Despite what some may say, the SDGs are not a list of desirable outcomes without a strategy. Strategies and implementation plans for the SDGs exist at the country level in national action plans. In many cases, they also find a home in municipal plans. These development strategies cannot be imposed from the outside, which is why the SDG framework by design emphasizes national and local ownership. That’s their innovation. Countries, companies, and communities around the world can – and have – adapted the Goals to their local circumstances to set their own paths toward the shared global vision. With local ownership, communities can work to reduce trade-offs. When we build the much-needed infrastructure in a developing country, for example, we should not rely on yesterday’s solutions, but instead develop and assess more innovative and inclusive options, in harmony with the local context, communities, and nature.

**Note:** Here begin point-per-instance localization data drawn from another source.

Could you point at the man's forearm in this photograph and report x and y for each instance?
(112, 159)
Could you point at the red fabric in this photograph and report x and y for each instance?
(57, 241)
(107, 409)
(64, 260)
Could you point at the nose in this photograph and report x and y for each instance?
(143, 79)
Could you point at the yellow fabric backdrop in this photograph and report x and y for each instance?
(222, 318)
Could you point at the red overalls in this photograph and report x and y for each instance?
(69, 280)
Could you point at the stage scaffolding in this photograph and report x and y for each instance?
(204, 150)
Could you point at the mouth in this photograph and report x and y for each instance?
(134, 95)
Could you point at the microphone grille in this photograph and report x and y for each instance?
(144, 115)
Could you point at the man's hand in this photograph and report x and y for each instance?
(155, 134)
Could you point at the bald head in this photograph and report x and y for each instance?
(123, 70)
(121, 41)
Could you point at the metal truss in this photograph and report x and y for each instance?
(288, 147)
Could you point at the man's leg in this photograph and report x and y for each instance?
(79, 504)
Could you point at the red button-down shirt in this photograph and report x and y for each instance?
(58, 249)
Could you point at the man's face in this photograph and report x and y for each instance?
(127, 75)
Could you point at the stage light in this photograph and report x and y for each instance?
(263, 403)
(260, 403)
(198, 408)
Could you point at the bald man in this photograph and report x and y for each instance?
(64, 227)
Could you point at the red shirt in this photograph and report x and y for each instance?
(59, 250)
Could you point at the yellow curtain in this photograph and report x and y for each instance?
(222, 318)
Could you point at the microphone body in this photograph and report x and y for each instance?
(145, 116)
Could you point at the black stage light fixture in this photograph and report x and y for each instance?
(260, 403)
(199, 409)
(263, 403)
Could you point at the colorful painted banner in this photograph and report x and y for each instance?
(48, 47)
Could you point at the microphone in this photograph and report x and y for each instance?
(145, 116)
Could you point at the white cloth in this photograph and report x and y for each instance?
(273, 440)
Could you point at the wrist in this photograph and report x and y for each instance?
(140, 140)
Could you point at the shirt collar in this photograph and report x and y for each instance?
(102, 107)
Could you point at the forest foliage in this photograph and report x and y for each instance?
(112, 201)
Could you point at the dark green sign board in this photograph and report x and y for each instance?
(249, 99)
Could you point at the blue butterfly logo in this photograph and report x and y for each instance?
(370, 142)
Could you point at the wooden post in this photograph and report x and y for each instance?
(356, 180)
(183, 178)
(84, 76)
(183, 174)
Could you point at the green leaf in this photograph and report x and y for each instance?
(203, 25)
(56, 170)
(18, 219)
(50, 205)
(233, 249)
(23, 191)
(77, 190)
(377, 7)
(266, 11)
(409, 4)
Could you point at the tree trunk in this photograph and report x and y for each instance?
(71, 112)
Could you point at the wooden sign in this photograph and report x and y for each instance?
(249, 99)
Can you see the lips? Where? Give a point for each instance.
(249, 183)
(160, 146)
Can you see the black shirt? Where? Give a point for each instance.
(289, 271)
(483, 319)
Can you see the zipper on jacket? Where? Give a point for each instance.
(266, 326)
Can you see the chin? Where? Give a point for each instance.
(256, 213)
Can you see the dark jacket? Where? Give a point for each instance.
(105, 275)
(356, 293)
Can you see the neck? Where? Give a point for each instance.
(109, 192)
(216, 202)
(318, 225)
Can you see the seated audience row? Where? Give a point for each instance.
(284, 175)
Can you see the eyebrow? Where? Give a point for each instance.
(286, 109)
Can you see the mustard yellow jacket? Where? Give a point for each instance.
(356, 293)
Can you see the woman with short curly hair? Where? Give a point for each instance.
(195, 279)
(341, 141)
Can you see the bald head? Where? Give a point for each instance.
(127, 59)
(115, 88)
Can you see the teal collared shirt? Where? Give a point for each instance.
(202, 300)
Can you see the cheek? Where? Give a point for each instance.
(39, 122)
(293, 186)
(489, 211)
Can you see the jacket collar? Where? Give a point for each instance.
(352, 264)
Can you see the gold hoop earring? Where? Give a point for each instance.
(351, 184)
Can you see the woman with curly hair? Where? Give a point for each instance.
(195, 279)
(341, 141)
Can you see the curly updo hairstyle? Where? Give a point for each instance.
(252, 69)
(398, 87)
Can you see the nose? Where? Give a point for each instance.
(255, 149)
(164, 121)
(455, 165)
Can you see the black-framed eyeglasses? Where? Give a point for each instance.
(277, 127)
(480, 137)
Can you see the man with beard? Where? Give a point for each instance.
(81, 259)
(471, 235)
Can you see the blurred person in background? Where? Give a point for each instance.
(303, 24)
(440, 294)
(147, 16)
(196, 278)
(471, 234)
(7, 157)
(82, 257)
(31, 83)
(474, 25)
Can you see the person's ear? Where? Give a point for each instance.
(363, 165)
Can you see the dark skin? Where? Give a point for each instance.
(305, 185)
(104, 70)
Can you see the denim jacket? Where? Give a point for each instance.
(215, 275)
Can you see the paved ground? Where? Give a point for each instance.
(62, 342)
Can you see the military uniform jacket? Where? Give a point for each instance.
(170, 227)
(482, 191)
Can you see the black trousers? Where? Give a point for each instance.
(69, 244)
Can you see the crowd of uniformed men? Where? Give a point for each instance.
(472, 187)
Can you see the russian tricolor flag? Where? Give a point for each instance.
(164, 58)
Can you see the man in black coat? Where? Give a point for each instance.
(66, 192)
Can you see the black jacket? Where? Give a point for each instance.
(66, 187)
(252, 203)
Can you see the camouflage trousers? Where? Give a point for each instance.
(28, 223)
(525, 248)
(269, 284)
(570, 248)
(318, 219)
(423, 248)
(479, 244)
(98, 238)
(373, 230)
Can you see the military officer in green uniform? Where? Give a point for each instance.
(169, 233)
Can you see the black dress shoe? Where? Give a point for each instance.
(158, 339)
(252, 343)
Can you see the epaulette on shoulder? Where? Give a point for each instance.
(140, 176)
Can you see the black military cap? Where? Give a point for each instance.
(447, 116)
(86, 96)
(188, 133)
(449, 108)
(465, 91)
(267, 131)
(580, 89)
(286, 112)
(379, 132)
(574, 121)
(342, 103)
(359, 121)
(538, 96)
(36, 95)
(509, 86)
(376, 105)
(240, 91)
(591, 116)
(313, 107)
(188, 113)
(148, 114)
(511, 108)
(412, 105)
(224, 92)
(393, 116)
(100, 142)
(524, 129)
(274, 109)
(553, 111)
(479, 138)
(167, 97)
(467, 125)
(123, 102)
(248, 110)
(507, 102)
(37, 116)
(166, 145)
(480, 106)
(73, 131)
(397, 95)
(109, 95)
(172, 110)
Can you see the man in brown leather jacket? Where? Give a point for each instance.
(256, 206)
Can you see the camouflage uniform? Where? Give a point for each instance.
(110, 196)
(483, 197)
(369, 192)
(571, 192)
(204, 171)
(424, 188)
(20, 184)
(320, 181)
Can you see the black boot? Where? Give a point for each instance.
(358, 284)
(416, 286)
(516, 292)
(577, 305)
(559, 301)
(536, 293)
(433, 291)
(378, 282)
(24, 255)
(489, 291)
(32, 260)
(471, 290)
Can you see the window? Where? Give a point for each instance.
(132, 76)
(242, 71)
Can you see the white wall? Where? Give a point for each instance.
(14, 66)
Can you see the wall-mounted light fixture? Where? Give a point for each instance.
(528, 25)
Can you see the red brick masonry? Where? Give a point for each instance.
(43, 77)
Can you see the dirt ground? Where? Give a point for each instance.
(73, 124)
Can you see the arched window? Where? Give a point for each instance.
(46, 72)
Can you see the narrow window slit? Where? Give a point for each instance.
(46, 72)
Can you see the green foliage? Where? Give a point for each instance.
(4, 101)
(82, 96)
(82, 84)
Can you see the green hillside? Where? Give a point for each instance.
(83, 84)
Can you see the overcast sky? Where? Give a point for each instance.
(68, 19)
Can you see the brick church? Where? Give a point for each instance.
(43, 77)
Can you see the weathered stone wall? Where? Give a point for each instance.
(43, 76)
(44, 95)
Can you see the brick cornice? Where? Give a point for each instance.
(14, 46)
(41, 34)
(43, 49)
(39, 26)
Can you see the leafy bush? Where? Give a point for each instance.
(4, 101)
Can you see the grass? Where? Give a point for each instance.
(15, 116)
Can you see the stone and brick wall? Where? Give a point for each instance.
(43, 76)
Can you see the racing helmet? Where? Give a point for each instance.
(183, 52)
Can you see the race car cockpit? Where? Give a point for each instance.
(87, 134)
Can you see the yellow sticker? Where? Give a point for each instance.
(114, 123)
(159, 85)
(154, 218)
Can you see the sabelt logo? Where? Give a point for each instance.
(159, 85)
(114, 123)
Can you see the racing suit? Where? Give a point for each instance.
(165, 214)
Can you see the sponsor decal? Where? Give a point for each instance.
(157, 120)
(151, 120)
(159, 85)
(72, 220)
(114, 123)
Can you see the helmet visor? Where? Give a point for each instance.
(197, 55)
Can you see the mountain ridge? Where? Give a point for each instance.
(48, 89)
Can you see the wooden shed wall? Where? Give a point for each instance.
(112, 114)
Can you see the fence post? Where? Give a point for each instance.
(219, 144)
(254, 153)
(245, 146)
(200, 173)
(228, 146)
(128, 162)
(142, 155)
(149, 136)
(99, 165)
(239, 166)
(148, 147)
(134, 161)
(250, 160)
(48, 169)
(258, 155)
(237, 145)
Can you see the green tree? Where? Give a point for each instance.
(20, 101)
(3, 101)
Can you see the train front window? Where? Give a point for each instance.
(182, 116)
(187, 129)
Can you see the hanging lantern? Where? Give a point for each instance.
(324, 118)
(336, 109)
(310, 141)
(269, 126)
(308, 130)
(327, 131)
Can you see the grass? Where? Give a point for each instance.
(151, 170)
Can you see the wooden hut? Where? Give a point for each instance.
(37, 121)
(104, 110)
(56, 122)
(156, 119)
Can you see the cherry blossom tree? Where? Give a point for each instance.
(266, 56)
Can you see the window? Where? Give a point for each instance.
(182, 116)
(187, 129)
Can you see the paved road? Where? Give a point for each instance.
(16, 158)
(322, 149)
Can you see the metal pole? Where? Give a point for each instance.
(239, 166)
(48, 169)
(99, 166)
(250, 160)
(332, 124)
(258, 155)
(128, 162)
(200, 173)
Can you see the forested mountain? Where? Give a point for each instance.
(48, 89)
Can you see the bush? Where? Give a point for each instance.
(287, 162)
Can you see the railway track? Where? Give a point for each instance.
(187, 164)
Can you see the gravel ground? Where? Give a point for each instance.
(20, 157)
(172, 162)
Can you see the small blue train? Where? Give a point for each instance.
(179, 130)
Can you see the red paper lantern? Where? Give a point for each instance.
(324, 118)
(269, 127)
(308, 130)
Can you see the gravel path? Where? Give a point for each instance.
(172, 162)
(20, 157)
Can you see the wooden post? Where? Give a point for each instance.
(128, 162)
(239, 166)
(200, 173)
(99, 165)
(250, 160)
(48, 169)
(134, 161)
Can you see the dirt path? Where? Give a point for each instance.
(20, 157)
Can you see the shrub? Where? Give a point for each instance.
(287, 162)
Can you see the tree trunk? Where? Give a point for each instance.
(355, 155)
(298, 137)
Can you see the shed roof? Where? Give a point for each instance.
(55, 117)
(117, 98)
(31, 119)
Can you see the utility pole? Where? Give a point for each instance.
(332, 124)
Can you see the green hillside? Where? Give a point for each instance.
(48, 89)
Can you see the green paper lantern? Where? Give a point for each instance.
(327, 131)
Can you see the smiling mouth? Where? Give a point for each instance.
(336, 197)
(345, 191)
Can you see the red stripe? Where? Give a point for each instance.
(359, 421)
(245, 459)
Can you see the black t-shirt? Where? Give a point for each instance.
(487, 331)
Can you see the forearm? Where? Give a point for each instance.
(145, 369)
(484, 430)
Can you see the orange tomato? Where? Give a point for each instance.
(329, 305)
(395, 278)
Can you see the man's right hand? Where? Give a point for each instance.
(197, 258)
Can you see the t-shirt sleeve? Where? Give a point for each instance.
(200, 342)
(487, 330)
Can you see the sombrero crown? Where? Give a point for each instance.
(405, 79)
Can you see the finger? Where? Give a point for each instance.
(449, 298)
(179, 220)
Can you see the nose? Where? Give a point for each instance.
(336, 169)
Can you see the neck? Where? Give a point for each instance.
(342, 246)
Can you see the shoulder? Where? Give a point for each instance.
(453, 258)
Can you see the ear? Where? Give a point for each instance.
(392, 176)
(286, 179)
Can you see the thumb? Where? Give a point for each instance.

The SDGs are the overarching framework of where we want to go and do not dictate which route countries should take. Unlike a New Year’s resolution, achieving the SDGs is not an individual challenge. It’s a collective endeavor. That’s good news. Anyone who has attempted a personal resolution knows you stand a better chance of achieving a goal when you team up. We keep each other on our toes, challenge each other to do better and not give up.
While it’s true that halfway to 2030, we are not nearly as far as we’d like to be on the SDGs, we are not without achievements. And who’s to say where we would have been today without the goals we set? We still have seven years to go. Rather than resort to pessimism and non-action, let’s rise to the challenge. At a time of polycrises – when we seem to be moving apart rather than coming together – it is important to safeguard this collective vision for the world we want to share.